Basic Business availability (Basic Availability)

Flexible state (Soft state)

Final consistency (Eventual consistency)

Similarly, distributed transactions partially follow the ACID specification:

Atomicity: strictly follow

Consistency: the consistency after the completion of the transaction is strictly followed; the consistency in the transaction can be appropriately relaxed.

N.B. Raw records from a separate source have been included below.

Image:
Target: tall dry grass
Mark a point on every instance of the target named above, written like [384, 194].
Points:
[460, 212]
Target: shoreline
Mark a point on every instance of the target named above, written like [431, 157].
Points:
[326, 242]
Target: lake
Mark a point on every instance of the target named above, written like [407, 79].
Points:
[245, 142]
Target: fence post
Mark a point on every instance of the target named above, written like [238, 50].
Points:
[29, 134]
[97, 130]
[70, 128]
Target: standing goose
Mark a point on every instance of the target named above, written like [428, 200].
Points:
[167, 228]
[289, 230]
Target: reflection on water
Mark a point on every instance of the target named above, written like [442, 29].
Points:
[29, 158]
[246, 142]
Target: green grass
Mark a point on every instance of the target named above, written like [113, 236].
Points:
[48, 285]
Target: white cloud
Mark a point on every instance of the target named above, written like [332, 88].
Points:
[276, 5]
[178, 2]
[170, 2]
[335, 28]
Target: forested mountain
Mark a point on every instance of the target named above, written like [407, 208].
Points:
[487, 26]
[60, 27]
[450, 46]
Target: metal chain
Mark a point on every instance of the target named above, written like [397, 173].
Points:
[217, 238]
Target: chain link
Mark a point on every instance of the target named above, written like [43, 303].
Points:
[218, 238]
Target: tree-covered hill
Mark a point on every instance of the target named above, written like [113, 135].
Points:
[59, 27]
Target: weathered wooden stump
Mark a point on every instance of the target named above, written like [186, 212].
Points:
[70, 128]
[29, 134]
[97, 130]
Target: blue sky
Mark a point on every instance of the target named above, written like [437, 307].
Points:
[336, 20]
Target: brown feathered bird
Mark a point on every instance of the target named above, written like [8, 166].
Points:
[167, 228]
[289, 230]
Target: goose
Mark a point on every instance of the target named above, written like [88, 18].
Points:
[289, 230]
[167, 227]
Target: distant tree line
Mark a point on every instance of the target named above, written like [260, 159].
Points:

Isolation: non-interference between parallel transactions; visibility of intermediate results of transactions allows security relaxation

Persistence: strictly follow

2. The solution of distributed transaction

Due to the distributed transaction scheme, the guarantee of complete ACID can not be achieved, and there is no perfect solution that can solve all business problems. Therefore, in practical application, the most suitable distributed transaction scheme will be selected according to the different characteristics of the business.

2.1 two-phase commit / XA

XA is a distributed transaction specification proposed by X/Open. XA specification mainly defines the interface between (global) transaction manager (TM) and (local) resource manager (RM). Local databases such as mysql play the role of RM in XA

XA is divided into two phases:

The first phase (prepare): the RM of all participants prepares to execute the transaction and locks the required resources. When the participant ready, report to TM that you are ready.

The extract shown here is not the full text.